The U.S. Justice Department weighed in on independent TV ad management company Viamedia’s $75 million anti-trust suit against Comcast, but did not say an Illinois federal judge erred when she dismissed the complaint in August.
In its amicus brief, filed last week, the DOJ reiterated the standard that must be met for Viamedia to prove that Comcast unlawfully impeded it from competing with Comcast Spotlight in the advertising “spot sales” business.
However, in its position-neutral filing, the DOJ stopped short of saying that U.S. District Judge Amy St. Eve erred when she dismissed the case in August. But as one legal source told MCN, the standard it described closely matched Viamedia's argument.
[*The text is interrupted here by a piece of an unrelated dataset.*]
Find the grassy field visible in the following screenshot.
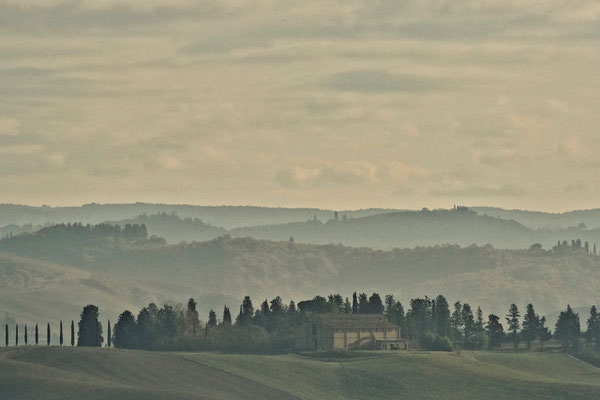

Reps for both Comcast and Viamedia had no comment.
In its suit, Viamedia accused Comcast of violating anti-trust laws by forcing cable operators including WideOpenWest and RCN to use its Comcast Spotlight local-ad sales division if they wanted access to Comcast’s spot sales interconnect in Chicago and Illinois.
But St. Eve ruled in August that Viamedia failed to prove that position.
“The record lacks any evidence showing that Comcast has raised, plans to raise, or even has the ability to raise prices,” Judge St. Eve said in her ruling, obtained by Law 360.
Viamedia has appealed the decision with the Seventh Circuit Court. And last week, it received support from several advocacy groups, in the form of another amicus brief filed by Public Knowledge and the American Antitrust Institute.
The two non-profits argued that the Illinois federal court used too high a standard in evaluating Viamedia’s claim.
“The court erred in accepting Comcast’s ‘disintermediation’ defense, because a pro-competitive justification must be proved not merely posited,” the amicus brief said. “Moreover, vertical integration is not a sufficient defense for a refusal to deal that involves monopolization of both of the vertically related markets.”